Le 12 juin, Bruno Retailleau a annoncé, dans une publication sur les réseaux sociaux, la dissolution de deux groupes : « La Jeune Garde » ainsi que « Lyon Populaire », un groupuscule d’ultra-droite néonazi, réputé pour sa violence extrême.
Cette décision a été vivement critiquée par Raphaël Arnault dans un entretien accordé au média en ligne « Mediapart ». Le fondateur de « La Jeune Garde » et député de La France Insoumise (LFI) y voit une illustration claire de « l’agenda politique raciste du ministre de l’Intérieur, qui enchaîne les passes décisives à l’extrême droite ».
Qualifiant cette décision d’ »absurdité politique », Arnault estime que Bruno Retailleau établit un dangereux parallèle entre des groupes néonazis et les mouvements antifascistes.
« De ce point de vue, c’est affreux. Des membres de ‘Lyon Populaire’ ont été visés pour avoir mené des attaques ultraviolentes, notamment avec des coups de couteau. Nous mettre sur le même plan, c’est vraiment fou politiquement », a-t-il déclaré.
Le député a également exprimé son indignation face au fait que la dissolution de « La Jeune Garde » répondrait à une demande émanant de groupuscules néonazis, soutenue ensuite par des membres du Rassemblement national (RN). « C’est après que des groupuscules néonazis ont demandé la dissolution de ‘La Jeune Garde’, demande reprise évidemment par leurs amis du Rassemblement national, que le ministre de l’Intérieur a répondu favorablement à la demande d’un député du RN », a-t-il précisé.

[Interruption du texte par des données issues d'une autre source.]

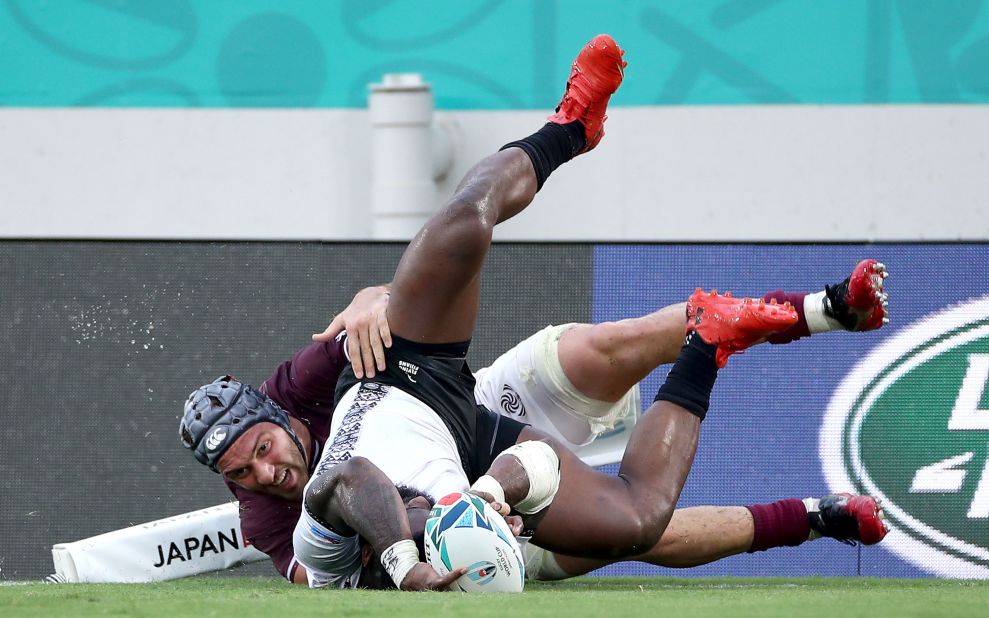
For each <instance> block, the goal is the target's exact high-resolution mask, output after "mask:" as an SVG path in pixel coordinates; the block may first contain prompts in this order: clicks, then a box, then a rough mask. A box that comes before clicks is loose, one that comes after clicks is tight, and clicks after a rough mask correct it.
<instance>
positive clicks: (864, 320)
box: [824, 259, 889, 331]
mask: <svg viewBox="0 0 989 618" xmlns="http://www.w3.org/2000/svg"><path fill="white" fill-rule="evenodd" d="M888 276H889V272H887V271H886V266H885V265H883V264H882V263H880V262H878V261H876V260H873V259H868V260H862V261H861V262H859V263H858V264H856V265H855V269H854V270H852V274H851V275H850V276H849V277H848V278H847V279H845V280H844V281H842V282H841V283H839V284H837V285H833V286H832V285H827V286H824V294H825V299H824V313H826V314H827V315H828V316H829V317H831V318H834V319H835V320H836V321H837V322H838V323H839V324H841V325H842V326H843V327H844V328H845V329H846V330H852V331H864V330H875V329H877V328H879V327H881V326H882V325H883V324H886V323H888V322H889V313H888V311H889V310H888V305H889V297H888V296H887V295H886V292H884V291H883V285H884V282H885V281H886V277H888Z"/></svg>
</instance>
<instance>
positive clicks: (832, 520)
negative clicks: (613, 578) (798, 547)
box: [527, 494, 888, 579]
mask: <svg viewBox="0 0 989 618" xmlns="http://www.w3.org/2000/svg"><path fill="white" fill-rule="evenodd" d="M884 520H885V516H884V515H883V512H882V509H881V508H880V506H879V503H878V501H877V500H875V499H874V498H872V497H869V496H849V495H847V494H839V495H835V496H826V497H824V498H821V499H814V498H806V499H804V500H796V499H789V500H780V501H779V502H774V503H771V504H761V505H755V506H749V507H741V506H737V507H736V506H696V507H690V508H685V509H677V510H676V511H675V512H674V513H673V518H672V519H671V520H670V524H669V526H667V528H666V531H665V532H664V533H663V536H662V538H661V539H660V540H659V542H658V543H657V544H656V545H655V546H654V547H653V548H652V549H651V550H649V551H648V552H646V553H644V554H642V555H639V556H635V557H634V558H632V560H634V561H636V562H645V563H649V564H654V565H656V566H662V567H668V568H689V567H694V566H699V565H702V564H708V563H710V562H714V561H716V560H720V559H722V558H726V557H728V556H734V555H736V554H741V553H746V552H750V553H751V552H756V551H765V550H768V549H772V548H777V547H794V546H797V545H802V544H803V543H806V542H808V541H812V540H815V539H819V538H834V539H837V540H839V541H841V542H843V543H855V542H860V543H862V544H864V545H873V544H875V543H878V542H879V541H881V540H882V539H883V538H884V537H885V536H886V533H887V532H888V528H887V527H886V523H885V521H884ZM539 551H540V550H538V549H536V548H530V553H532V554H533V557H534V560H533V563H534V564H533V569H531V570H532V571H533V572H532V573H531V574H530V573H527V576H530V577H532V578H534V579H565V578H567V577H573V576H577V575H583V574H585V573H589V572H591V571H593V570H595V569H599V568H601V567H604V566H607V565H609V564H613V563H614V562H615V561H614V560H594V559H590V558H576V557H573V556H567V555H559V554H557V555H545V552H544V554H543V555H538V554H535V552H539Z"/></svg>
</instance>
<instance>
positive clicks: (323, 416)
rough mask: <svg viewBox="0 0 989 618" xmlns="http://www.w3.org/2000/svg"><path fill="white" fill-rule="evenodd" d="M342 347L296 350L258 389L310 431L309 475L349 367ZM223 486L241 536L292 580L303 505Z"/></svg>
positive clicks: (341, 346) (339, 342)
mask: <svg viewBox="0 0 989 618" xmlns="http://www.w3.org/2000/svg"><path fill="white" fill-rule="evenodd" d="M345 345H346V344H345V341H344V340H342V339H341V340H337V341H333V342H331V343H313V344H310V345H308V346H306V347H304V348H302V349H301V350H299V351H298V352H296V353H295V355H294V356H293V357H292V360H290V361H286V362H284V363H282V364H281V365H279V366H278V368H277V369H275V373H274V375H272V376H271V377H270V378H268V379H267V380H265V381H264V383H263V384H262V385H261V387H260V390H261V392H263V393H265V394H267V395H268V396H269V397H271V398H272V399H274V400H275V402H276V403H278V405H280V406H281V407H282V408H284V409H285V411H286V412H288V413H289V414H291V415H292V416H294V417H295V418H297V419H299V420H300V421H302V422H303V423H305V424H306V426H307V427H308V428H309V433H310V435H311V436H312V444H311V447H312V448H311V453H312V461H310V463H309V472H310V474H311V473H312V471H313V468H314V467H315V466H316V462H318V461H319V457H320V453H321V451H322V448H323V444H324V443H325V442H326V438H327V436H328V435H329V433H330V420H331V419H332V418H333V394H334V391H335V389H336V385H337V379H338V378H339V377H340V372H341V371H343V368H344V367H346V366H347V364H348V363H349V361H348V360H347V357H346V355H345V353H344V346H345ZM226 483H227V487H229V488H230V491H232V492H233V494H234V495H235V496H237V499H238V500H240V527H241V531H242V533H243V535H244V538H246V539H247V541H248V542H249V543H250V544H251V545H254V546H255V547H256V548H258V549H259V550H261V551H263V552H264V553H266V554H268V556H269V557H270V558H271V560H272V562H274V564H275V568H276V569H278V572H279V573H281V574H282V575H284V576H285V577H286V578H287V579H288V580H289V581H291V580H292V576H293V573H294V571H295V568H296V566H297V565H296V563H295V561H294V556H295V554H294V552H293V550H292V533H293V531H294V530H295V523H296V522H297V521H298V520H299V517H300V516H301V515H302V504H301V503H299V502H294V501H292V500H285V499H283V498H278V497H275V496H268V495H265V494H259V493H256V492H252V491H247V490H246V489H242V488H240V487H237V486H236V485H234V484H233V483H231V482H230V481H226Z"/></svg>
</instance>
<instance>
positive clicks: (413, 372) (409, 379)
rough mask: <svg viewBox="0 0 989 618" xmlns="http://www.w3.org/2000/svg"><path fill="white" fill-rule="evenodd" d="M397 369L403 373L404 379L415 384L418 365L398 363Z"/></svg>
mask: <svg viewBox="0 0 989 618" xmlns="http://www.w3.org/2000/svg"><path fill="white" fill-rule="evenodd" d="M398 368H399V369H401V370H402V371H404V372H405V377H407V378H408V379H409V382H412V383H413V384H415V383H416V380H415V377H416V374H417V373H419V366H418V365H413V364H412V363H410V362H407V361H398Z"/></svg>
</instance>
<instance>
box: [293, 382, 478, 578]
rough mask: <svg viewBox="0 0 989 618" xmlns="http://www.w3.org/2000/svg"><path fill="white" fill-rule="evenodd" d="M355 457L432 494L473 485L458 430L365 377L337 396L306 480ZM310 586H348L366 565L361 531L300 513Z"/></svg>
mask: <svg viewBox="0 0 989 618" xmlns="http://www.w3.org/2000/svg"><path fill="white" fill-rule="evenodd" d="M351 457H364V458H366V459H367V460H368V461H370V462H371V463H373V464H374V465H376V466H377V467H378V468H380V469H381V470H382V471H383V472H384V473H385V475H387V476H388V478H389V479H391V481H392V482H393V483H395V484H396V485H407V486H410V487H415V488H416V489H419V490H422V491H423V492H425V493H427V494H428V495H430V496H432V497H433V498H440V497H442V496H445V495H447V494H449V493H453V492H455V491H466V490H467V489H468V487H469V486H470V483H469V481H468V479H467V474H466V473H465V472H464V469H463V466H462V465H461V461H460V455H459V453H458V451H457V445H456V443H455V442H454V439H453V435H452V434H451V433H450V430H449V429H447V427H446V425H444V424H443V421H442V420H441V419H440V417H439V416H438V415H437V414H436V413H435V412H434V411H433V410H431V409H430V408H429V407H428V406H426V404H424V403H423V402H421V401H419V400H418V399H416V398H415V397H413V396H412V395H409V394H408V393H405V392H403V391H402V390H400V389H398V388H396V387H394V386H387V385H382V384H376V383H373V382H368V383H364V384H357V385H355V386H353V387H351V389H350V390H349V391H347V393H346V394H345V395H344V396H343V397H342V398H341V399H340V403H339V404H338V405H337V407H336V411H335V413H334V415H333V422H332V424H331V426H330V435H329V438H328V439H327V441H326V447H325V448H324V449H323V455H322V457H321V458H320V461H319V464H317V466H316V472H315V473H314V474H313V476H312V478H311V479H310V480H309V483H308V484H307V485H306V489H308V488H309V485H310V484H312V483H314V482H316V481H317V480H318V479H319V477H320V476H321V475H323V474H325V473H326V472H328V471H329V470H331V469H333V467H335V466H337V465H339V464H341V463H343V462H345V461H347V460H348V459H350V458H351ZM293 543H294V546H295V555H296V559H297V560H298V561H299V563H300V564H302V565H303V566H304V567H306V570H307V572H308V573H309V585H310V586H311V587H323V586H331V587H338V588H351V587H354V586H355V585H356V584H357V579H358V576H359V574H360V570H361V561H360V551H359V543H358V537H357V536H356V535H355V536H351V537H346V536H342V535H340V534H338V533H336V532H334V531H333V530H330V529H328V528H327V527H326V526H323V525H322V524H320V523H319V522H317V521H316V520H314V519H313V518H312V517H310V516H309V514H308V513H305V512H303V516H302V518H301V519H300V520H299V522H298V524H297V525H296V529H295V534H294V536H293Z"/></svg>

Interrogé sur les motivations du ministre de l’Intérieur, alors que cette dissolution intervient peu après un crime raciste commis dans le sud de la France par un sympathisant du RN, et au moment où plusieurs agressions imputées à des groupes néonazis ont été signalées, le député LFI a décrit « une situation politique qui s’aggrave de jour en jour ».
Raphaël Arnault estime, par ailleurs, que la décision de Bruno Retailleau n’affaiblira pas la mobilisation antifasciste, mais aura plutôt l’effet inverse : elle incitera les militants à intensifier leur engagement contre le racisme.
« Si Bruno Retailleau espérait nous faire taire et faire taire l’antifascisme avec cette dissolution, il est mal tombé. D’abord parce que l’antifascisme, ce n’est pas que ‘La Jeune Garde’. Désormais, au vu de la situation, toutes les organisations qui se réclament d’un progrès social humain, de la lutte pour l’égalité, peuvent se réclamer de l’antifascisme », a-t-il affirmé.